Magnesium hydride (MgH2) has been recognized as a promising hydrogen storage material because of its low cost and high hydrogen capacity. However, the sluggish kinetics and high operating temperature hindered its utilization. Herein, vanadium-substituted titanium-based bimetallic MXene (Ti3-nVnC2) was prepared to boost the hydrogen storage efficiency of MgH2. The incorporation of 5 wt % Ti2.2V0.8C2 dramatically decreased the dehydrogenation temperature of MgH2 and improved its kinetics and cyclic stability. The MgH2-5 wt % Ti2.2V0.8C2 started to release hydrogen at 165 °C, and it released 7.0 wt % H2 in 30 min at 220 °C and took in 5.3 wt % H2 in 2 h at 75 °C, showing excellent kinetics.
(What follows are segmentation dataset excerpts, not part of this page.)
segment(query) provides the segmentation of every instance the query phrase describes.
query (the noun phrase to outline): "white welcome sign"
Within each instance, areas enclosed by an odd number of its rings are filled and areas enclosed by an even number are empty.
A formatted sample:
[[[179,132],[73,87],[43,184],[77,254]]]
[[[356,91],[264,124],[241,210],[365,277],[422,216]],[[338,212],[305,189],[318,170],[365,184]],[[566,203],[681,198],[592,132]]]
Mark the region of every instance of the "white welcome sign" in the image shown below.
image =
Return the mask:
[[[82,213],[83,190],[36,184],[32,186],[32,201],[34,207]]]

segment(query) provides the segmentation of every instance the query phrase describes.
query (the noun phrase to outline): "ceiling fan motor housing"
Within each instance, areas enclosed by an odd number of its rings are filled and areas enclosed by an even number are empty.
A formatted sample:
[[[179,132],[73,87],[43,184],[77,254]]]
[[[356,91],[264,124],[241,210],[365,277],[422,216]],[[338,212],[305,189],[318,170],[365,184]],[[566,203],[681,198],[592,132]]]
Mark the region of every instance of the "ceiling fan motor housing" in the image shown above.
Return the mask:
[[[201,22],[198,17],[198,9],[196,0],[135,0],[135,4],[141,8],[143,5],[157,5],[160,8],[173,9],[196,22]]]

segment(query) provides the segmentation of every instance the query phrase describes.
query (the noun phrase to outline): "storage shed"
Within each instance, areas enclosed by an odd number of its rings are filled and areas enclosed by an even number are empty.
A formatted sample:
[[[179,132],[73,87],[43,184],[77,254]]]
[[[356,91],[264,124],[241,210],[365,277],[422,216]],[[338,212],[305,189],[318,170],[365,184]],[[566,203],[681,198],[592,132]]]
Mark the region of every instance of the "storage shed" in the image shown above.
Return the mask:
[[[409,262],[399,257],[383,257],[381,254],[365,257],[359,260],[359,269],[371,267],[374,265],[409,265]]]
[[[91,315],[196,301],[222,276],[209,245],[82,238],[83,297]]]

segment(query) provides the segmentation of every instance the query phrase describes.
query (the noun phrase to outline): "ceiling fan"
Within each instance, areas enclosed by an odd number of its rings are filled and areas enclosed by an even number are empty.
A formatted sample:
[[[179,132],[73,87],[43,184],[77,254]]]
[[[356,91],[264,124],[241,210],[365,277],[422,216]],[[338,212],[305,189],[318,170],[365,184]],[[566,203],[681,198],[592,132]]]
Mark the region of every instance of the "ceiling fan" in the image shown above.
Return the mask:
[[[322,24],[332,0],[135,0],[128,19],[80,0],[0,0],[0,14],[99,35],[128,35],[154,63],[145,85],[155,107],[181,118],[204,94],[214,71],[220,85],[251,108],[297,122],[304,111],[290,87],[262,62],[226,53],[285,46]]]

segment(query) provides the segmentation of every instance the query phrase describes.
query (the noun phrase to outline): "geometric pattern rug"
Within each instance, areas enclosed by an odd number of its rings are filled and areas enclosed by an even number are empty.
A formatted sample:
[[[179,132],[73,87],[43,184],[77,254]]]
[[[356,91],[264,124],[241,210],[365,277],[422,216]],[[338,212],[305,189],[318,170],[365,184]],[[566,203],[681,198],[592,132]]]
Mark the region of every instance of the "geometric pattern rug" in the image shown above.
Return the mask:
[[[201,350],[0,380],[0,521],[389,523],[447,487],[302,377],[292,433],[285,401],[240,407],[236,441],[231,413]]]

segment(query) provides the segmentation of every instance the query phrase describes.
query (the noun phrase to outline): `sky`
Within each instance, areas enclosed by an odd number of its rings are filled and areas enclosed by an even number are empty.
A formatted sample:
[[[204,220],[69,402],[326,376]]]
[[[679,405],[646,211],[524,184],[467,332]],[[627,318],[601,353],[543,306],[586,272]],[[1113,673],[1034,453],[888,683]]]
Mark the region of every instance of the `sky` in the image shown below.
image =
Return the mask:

In addition, the activation energy of MgH2-added Ti2.2V0.8C2 was 80.81 ± 3.29 kJ mol-1, which is lower than that of the most Ti-/or V-based catalyst-doped MgH2 systems. Mechanism analysis reveals that the remarkably enhanced hydrogen storage performance is ascribed to the stable existence and uniform distribution of Ti-species (Ti0 and Titanium hydride) and V-species (V0 and V5+), which facilitated the rapid hydrogen absorption/desorption of MgH2 and ensured its stable hydrogen storage capacity. This study offers valuable perspectives for the assembly and design of bimetallic catalysts within the realm of solid-state hydrogen storage materials.